Aunque reconoce que fueron los conglomerados corporativos los que operaron para que la convergencia se convirtiera en un imperativo, a raíz de la digitalización y el proceso creciente de concentración mediática (Jenkins, 2008, p. 22), su preocupación pasa por “mantener el potencial de cultura participativa” luego del proceso mencionado -¿por qué “mantener el potencial” en vez de ponerse como meta colaborar en concretarlo?- y ver de qué modo “la convergencia está reconfigurando la cultura popular estadounidense” (p. 23) y la relación entre el público, los productores y los contenidos mediáticos. Jenkins parece asumir que entre las características que va adquiriendo la “cultura de la convergencia” y los factores que desencadenan el proceso de concentración mediática y su posterior lógica de funcionamiento no hay determinación alguna. Recordando las palabras de Garnham parafraseadas previamente, que no haya una relación simple no significa que no haya ninguna relación.

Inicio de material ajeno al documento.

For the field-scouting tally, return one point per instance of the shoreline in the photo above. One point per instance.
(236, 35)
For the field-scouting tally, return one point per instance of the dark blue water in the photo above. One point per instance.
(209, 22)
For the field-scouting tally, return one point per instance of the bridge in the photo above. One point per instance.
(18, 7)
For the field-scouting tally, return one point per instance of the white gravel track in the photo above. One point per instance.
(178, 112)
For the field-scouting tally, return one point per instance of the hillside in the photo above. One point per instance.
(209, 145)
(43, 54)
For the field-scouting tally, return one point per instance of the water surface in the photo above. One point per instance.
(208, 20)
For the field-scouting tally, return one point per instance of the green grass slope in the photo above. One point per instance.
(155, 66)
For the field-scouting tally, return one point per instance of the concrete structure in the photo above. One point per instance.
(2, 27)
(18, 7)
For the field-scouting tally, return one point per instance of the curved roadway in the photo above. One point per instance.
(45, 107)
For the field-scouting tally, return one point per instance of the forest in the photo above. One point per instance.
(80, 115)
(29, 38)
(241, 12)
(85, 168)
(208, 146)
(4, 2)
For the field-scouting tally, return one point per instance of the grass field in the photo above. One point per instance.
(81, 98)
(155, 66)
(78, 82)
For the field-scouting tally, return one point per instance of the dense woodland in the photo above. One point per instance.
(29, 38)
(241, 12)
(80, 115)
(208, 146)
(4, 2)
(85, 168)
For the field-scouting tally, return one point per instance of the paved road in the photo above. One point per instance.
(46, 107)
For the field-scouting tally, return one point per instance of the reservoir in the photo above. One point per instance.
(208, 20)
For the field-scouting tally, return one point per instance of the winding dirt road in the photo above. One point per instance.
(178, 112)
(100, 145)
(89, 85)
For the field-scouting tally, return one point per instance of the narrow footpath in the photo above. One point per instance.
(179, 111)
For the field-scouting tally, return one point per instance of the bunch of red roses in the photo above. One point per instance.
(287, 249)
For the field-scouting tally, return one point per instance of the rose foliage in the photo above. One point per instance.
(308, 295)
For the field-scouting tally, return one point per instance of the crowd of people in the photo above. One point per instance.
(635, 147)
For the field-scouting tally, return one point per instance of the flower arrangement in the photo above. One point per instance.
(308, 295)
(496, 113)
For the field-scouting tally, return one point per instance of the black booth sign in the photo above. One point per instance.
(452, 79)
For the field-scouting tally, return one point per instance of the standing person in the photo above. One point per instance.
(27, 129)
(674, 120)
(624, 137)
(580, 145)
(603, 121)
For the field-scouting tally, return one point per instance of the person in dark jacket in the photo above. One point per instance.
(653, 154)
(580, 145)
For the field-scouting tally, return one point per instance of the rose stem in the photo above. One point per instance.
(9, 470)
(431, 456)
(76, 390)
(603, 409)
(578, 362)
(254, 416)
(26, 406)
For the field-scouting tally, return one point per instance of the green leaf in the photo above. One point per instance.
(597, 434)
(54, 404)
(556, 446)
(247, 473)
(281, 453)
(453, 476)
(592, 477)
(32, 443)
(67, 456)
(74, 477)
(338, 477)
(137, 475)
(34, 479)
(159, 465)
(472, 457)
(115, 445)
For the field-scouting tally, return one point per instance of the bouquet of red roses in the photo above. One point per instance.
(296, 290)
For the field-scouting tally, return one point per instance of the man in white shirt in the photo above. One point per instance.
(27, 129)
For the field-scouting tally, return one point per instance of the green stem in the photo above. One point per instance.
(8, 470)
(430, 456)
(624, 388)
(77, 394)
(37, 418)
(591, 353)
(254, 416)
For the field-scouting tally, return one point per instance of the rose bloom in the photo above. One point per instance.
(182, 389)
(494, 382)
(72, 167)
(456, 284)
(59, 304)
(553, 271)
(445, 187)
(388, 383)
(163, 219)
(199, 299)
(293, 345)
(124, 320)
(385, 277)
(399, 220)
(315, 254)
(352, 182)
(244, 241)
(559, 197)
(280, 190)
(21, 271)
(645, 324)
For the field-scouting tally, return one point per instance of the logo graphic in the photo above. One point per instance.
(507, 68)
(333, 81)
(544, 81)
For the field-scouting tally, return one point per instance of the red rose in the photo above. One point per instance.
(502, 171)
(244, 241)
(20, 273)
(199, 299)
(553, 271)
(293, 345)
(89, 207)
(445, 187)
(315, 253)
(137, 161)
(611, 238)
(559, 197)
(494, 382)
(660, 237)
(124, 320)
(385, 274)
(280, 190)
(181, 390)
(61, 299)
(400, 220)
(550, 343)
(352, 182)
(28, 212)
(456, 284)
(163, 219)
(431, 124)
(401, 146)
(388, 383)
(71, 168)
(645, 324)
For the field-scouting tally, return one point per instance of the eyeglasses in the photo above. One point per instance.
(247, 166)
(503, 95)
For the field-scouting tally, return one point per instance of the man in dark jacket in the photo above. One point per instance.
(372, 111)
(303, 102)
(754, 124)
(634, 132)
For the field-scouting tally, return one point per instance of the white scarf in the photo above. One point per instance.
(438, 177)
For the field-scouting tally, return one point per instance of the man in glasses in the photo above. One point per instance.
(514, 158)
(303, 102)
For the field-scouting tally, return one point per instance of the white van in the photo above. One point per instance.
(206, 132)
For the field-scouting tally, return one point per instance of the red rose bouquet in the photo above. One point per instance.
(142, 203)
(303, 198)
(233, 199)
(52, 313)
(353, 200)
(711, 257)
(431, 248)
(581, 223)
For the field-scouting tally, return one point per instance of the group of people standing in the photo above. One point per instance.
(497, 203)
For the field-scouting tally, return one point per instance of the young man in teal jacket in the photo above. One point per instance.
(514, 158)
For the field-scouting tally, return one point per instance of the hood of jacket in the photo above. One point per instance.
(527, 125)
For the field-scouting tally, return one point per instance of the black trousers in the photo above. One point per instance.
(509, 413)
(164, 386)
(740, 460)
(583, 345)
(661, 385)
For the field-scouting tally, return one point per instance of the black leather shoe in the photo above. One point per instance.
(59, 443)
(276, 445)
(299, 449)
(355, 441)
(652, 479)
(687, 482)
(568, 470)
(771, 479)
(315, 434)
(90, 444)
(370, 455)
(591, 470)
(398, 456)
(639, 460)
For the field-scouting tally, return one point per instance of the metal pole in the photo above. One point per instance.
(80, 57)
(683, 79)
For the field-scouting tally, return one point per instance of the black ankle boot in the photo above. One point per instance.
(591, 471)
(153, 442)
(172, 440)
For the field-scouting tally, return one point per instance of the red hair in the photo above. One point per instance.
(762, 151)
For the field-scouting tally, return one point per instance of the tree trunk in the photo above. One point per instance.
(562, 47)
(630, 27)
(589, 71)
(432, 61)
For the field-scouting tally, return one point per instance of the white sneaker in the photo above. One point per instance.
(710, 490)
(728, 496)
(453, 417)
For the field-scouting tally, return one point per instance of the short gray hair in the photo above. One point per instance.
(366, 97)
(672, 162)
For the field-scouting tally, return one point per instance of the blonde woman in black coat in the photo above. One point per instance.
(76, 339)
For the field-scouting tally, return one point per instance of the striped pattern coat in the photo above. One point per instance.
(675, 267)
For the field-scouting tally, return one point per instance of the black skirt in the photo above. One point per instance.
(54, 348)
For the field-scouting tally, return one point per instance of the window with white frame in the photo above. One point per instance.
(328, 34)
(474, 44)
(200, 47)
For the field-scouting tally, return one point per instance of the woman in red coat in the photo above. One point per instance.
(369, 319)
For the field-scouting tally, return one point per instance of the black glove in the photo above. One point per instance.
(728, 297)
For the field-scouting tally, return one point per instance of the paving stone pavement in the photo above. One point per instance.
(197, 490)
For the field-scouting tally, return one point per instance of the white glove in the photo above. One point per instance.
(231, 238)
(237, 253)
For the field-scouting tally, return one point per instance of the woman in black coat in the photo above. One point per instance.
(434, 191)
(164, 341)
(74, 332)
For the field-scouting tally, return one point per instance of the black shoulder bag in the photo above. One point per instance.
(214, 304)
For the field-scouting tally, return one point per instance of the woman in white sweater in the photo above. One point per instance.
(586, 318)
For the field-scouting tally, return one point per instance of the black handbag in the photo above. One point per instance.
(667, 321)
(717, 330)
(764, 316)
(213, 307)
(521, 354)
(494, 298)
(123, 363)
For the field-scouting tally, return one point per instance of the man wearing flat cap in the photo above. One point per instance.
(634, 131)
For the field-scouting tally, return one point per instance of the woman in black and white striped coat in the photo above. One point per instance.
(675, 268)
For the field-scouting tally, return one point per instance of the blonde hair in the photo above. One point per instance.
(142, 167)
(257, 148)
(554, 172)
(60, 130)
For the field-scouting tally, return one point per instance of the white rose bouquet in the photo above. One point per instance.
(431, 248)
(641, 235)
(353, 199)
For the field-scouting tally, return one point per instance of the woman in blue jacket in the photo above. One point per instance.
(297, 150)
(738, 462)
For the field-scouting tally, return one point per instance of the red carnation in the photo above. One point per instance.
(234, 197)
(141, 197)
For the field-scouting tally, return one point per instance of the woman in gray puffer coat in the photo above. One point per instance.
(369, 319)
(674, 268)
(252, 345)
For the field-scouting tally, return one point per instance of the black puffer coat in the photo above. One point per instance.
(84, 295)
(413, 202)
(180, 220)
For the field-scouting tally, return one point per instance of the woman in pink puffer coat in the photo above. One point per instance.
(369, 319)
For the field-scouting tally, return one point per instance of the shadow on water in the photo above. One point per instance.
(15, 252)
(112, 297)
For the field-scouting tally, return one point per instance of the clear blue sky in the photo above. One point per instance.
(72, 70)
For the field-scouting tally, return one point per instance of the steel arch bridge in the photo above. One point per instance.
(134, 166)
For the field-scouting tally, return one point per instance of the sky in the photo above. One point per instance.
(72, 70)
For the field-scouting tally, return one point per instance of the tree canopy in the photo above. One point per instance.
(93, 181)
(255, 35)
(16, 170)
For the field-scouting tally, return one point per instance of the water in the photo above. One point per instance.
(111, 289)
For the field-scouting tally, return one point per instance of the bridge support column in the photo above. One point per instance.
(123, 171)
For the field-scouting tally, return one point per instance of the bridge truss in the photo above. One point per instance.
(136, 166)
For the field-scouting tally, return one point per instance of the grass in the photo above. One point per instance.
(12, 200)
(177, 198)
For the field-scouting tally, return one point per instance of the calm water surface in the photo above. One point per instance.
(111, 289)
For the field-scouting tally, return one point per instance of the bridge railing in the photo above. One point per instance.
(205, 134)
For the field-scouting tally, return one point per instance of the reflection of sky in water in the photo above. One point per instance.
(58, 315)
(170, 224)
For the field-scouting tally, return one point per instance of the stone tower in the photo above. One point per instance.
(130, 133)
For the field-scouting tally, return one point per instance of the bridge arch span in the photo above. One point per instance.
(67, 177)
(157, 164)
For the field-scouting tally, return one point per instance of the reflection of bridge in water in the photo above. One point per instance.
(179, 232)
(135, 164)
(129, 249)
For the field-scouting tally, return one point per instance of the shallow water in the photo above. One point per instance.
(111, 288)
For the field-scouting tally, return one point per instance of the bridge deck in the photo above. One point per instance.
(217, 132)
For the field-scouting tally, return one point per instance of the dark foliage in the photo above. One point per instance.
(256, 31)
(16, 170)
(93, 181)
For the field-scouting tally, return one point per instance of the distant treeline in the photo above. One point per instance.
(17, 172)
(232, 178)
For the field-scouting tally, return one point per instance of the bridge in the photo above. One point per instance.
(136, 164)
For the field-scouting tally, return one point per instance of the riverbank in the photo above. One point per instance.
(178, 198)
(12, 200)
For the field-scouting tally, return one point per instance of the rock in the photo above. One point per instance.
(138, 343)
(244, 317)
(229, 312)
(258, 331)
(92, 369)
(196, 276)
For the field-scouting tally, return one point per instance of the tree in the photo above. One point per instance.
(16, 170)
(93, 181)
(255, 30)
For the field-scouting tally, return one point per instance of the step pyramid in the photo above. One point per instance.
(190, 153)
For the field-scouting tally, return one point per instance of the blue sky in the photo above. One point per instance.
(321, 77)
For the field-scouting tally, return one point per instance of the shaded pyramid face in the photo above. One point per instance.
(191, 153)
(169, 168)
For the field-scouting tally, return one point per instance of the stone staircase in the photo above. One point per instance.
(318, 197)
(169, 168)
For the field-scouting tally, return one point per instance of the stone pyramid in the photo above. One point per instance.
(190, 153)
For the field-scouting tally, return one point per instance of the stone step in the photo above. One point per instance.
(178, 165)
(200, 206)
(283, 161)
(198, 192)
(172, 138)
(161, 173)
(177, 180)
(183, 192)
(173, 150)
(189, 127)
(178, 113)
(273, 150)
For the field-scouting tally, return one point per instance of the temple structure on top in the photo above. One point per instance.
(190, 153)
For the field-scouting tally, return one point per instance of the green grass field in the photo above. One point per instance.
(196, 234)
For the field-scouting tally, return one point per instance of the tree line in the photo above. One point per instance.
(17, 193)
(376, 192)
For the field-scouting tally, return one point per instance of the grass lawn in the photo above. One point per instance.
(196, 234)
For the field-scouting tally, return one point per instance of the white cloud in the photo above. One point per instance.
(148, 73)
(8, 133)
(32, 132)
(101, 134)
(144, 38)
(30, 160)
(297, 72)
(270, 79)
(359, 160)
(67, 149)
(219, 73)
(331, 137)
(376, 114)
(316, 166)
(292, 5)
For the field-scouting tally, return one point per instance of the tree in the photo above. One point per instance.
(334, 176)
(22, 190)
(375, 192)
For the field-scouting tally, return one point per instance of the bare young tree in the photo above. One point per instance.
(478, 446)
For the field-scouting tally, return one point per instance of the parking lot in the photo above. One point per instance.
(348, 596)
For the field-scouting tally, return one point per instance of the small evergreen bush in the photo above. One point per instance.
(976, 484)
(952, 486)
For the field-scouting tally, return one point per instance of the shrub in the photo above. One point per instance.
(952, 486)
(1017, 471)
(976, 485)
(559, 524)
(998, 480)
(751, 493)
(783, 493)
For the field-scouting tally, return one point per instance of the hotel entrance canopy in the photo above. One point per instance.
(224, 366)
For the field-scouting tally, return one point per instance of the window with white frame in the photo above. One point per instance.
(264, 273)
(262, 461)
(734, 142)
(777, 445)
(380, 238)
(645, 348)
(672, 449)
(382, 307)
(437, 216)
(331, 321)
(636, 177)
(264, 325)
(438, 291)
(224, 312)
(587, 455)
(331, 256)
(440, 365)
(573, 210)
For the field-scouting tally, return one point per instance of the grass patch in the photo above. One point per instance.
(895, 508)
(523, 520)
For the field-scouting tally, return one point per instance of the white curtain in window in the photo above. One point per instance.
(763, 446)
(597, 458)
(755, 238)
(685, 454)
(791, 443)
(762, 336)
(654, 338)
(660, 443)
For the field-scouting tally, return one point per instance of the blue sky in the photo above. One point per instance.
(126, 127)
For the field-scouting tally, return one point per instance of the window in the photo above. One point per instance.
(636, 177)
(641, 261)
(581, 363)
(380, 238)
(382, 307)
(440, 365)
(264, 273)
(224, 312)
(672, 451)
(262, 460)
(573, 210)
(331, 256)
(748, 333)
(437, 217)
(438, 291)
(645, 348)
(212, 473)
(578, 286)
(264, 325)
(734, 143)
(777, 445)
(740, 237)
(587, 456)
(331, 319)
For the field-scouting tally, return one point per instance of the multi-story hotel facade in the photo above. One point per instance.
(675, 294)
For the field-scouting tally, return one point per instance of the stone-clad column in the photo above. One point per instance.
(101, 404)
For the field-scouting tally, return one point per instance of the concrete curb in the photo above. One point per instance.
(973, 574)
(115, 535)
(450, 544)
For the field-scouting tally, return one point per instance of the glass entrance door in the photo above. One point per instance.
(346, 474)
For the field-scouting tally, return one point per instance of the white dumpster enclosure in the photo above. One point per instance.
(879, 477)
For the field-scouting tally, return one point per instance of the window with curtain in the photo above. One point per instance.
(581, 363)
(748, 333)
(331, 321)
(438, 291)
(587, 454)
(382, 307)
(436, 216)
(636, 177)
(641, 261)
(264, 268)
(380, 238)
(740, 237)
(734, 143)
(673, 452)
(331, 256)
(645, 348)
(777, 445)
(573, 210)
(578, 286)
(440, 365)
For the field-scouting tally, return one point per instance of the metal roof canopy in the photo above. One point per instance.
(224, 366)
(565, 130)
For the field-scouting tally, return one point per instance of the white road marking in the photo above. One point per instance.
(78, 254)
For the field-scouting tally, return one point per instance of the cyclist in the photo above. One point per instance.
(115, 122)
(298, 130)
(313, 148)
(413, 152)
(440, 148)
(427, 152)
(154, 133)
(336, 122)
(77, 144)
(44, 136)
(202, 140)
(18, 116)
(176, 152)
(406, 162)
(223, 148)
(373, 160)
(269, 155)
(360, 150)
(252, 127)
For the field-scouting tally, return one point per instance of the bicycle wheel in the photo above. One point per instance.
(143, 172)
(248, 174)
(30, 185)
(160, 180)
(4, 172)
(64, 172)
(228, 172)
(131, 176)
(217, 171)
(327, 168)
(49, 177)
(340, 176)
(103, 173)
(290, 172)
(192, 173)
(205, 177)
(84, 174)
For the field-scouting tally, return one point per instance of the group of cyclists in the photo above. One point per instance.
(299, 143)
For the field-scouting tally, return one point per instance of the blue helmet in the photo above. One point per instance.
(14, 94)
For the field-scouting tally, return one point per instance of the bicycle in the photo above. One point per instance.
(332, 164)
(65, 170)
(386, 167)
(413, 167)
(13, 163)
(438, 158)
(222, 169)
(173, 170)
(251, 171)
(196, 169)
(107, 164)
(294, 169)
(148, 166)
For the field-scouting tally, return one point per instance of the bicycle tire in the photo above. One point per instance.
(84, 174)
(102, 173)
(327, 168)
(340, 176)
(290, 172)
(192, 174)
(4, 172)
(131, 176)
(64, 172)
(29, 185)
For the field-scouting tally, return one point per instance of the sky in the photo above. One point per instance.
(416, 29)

Ahora bien, efectivamente, las nuevas plataformas mediáticas, por ejemplo, han incrementado aparentemente las posibilidades de participar del “relato social” en el espacio digital. Pero estas posibilidades están fuertemente condicionadas, por ejemplo, por los diferentes tipos de acceso (Van Dijk & Hacker, 2003) que generan -y son el resultado de- desigualdades materiales, psicológicas y culturales. De allí que el “comportamiento migratorio” no pueda ser explicado integralmente desde un punto de vista etnográfico, incluso si esa explicación se circunscribiera al sector al que el propio Jenkins señala como el más dinámico de esta “nueva” cultura: los “adoptadores tempranos”, en su mayoría “blancos, varones, de clase media y licenciados” quienes “tienen el máximo acceso a las nuevas tecnologías mediáticas y dominan las técnicas necesarias para participar plenamente en estas nuevas culturas del conocimiento” (Jenkins, 2008, p. 33). Según el autor, este grupo de consumidores “de élite ejercen una influencia desproporcionada sobre la cultura mediática, en parte porque los anunciantes y los productores mediáticos están ansiosos por atraer y mantener su atención” (p. 33). Efectivamente, no solo se privilegia el consumo como objeto de estudio, tal como señalaba Garnham, sino que se concibe al consumo como factor estructurante de la cultura de la convergencia, de su supuesta lógica participativa y de la cultura de los medios.
Mattelart y Piemme (1982) alertaron sobre las tensiones que se generaban como consecuencia de que fuera la pequeña burguesía la que orientara el establecimiento de los usos políticos de las nuevas tecnologías por ser el sector social que primero accedía a ellas. Jenkins (2008) confía en que la mera ampliación del público consumidor generará los cambios en esas prácticas culturales delineadas, en esta etapa de transición, por los grupos privilegiados, debido a que ahora el público “con poder gracias a estas nuevas tecnologías, exige el derecho a participar de la cultura” (p. 34). Sin embargo, el tipo de participación que se prevé con esta ampliación del público y los cambios que esto por sí mismo generaría, no supera la práctica del consumo: “los productores que no logren reconciliarse con esta nueva cultura participativa verán decrecer su clientela y disminuir sus ingresos. Las luchas y los acuerdos resultantes definirán la cultura pública del futuro” (p. 34).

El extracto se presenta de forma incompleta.